DISCUSSION: We have presented a case of probable ciliary body melanoma masquerading as chronic uveitis. Although there was no histopathological evidence, extensive evaluations by the retinal oncologists and the clinical response of inflammation and ocular hypertension to proton beam irradiation are highly suggestive of CB melanoma.

Shields and colleagues reported that secondary intraocular pressure evaluation was present in 17% of eyes with CB melanomas. The most common mechanism of elevated intraocular pressure was pigment dispersion and tumor invasion of the angle in CB melanomas. But, uveitis is rarely associated with CB melanoma. There is only one published report in the recent literature of a case of ciliary body melanoma masquerading as anterior uveitis and invading the optic nerve, leading to enucleation. The necrosis of the tumor is believed to have induced the uveitis.
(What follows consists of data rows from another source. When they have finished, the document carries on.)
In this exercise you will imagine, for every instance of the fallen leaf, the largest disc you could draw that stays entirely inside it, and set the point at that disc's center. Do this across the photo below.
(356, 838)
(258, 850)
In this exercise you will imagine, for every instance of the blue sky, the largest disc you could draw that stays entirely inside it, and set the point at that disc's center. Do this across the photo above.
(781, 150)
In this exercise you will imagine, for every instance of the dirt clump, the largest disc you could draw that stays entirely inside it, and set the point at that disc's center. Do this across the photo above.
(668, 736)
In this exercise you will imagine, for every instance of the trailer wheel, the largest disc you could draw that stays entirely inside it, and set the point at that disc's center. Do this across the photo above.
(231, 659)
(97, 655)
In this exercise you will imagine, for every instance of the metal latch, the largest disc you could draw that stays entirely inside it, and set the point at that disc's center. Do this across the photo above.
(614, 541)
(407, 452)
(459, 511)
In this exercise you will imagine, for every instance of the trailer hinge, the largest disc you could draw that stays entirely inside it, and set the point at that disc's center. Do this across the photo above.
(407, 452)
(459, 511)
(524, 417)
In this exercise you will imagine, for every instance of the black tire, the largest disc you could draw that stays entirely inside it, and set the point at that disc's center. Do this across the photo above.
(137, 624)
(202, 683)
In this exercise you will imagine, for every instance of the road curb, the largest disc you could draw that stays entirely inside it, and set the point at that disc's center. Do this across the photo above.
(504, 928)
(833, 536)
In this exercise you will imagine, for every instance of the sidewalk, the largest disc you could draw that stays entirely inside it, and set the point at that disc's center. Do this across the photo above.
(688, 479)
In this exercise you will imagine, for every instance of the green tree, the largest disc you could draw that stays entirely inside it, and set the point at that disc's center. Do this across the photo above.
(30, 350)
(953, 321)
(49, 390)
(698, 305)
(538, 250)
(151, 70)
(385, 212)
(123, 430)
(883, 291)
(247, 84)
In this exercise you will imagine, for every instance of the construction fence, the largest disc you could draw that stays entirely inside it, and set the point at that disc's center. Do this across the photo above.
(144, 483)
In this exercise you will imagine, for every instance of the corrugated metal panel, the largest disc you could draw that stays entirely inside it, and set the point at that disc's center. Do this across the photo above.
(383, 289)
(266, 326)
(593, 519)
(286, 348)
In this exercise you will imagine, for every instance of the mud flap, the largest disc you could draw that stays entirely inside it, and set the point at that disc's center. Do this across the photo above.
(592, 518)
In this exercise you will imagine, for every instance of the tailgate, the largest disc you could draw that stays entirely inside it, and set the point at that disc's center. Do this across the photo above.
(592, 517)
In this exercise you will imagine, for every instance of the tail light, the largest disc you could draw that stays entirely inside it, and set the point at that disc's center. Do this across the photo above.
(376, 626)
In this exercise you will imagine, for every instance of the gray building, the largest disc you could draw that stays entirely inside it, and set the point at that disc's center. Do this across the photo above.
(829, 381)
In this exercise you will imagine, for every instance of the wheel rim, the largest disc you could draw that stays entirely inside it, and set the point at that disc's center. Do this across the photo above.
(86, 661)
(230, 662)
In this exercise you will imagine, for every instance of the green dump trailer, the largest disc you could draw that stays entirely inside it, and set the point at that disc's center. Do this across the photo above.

There are a number of uveal melanoma management options employed by ophthalmic oncologists today, including enucleation, observation, local surgical tumor resection, photocoagulation, and radiotherapy with either radioactive plaques or external beam irradiation with charged particles, and recently, the use of adjunctive interferon therapy. Observation of the tumor until there is a significant change, in this patient, is not atypical. But this case should serve as an additional caution. Malignancy should be considered in cases of chronic uveitis that do not respond to aggressive medical therapy. Ciliary body melanoma can present as refractory glaucoma and chronic uveitis. Direct treatment of the melanoma may be required to control the uveitis and glaucoma.

REFERENCES:
1. Spalton DJ, Hitchings RA, Hunter PA. Atlas of clinical ophthalmology. London: Wolfe Publishing, Mosby-Yearbood, 1994: 9.11
2. Shields CL, Shields JA, Shields MB, Augsburger JJ. Prevalence and mechanisms of secondary intraocular pressure elevation in eyes with intraocular tumors. Ophthalmol 1987; 94: 839-846.
3. Al-Haddab S, Hidayat A, Tabbara KF. ciliary body melanoma with optic nerve invasion. British J Ophthalmol 1990; 74: 123-124.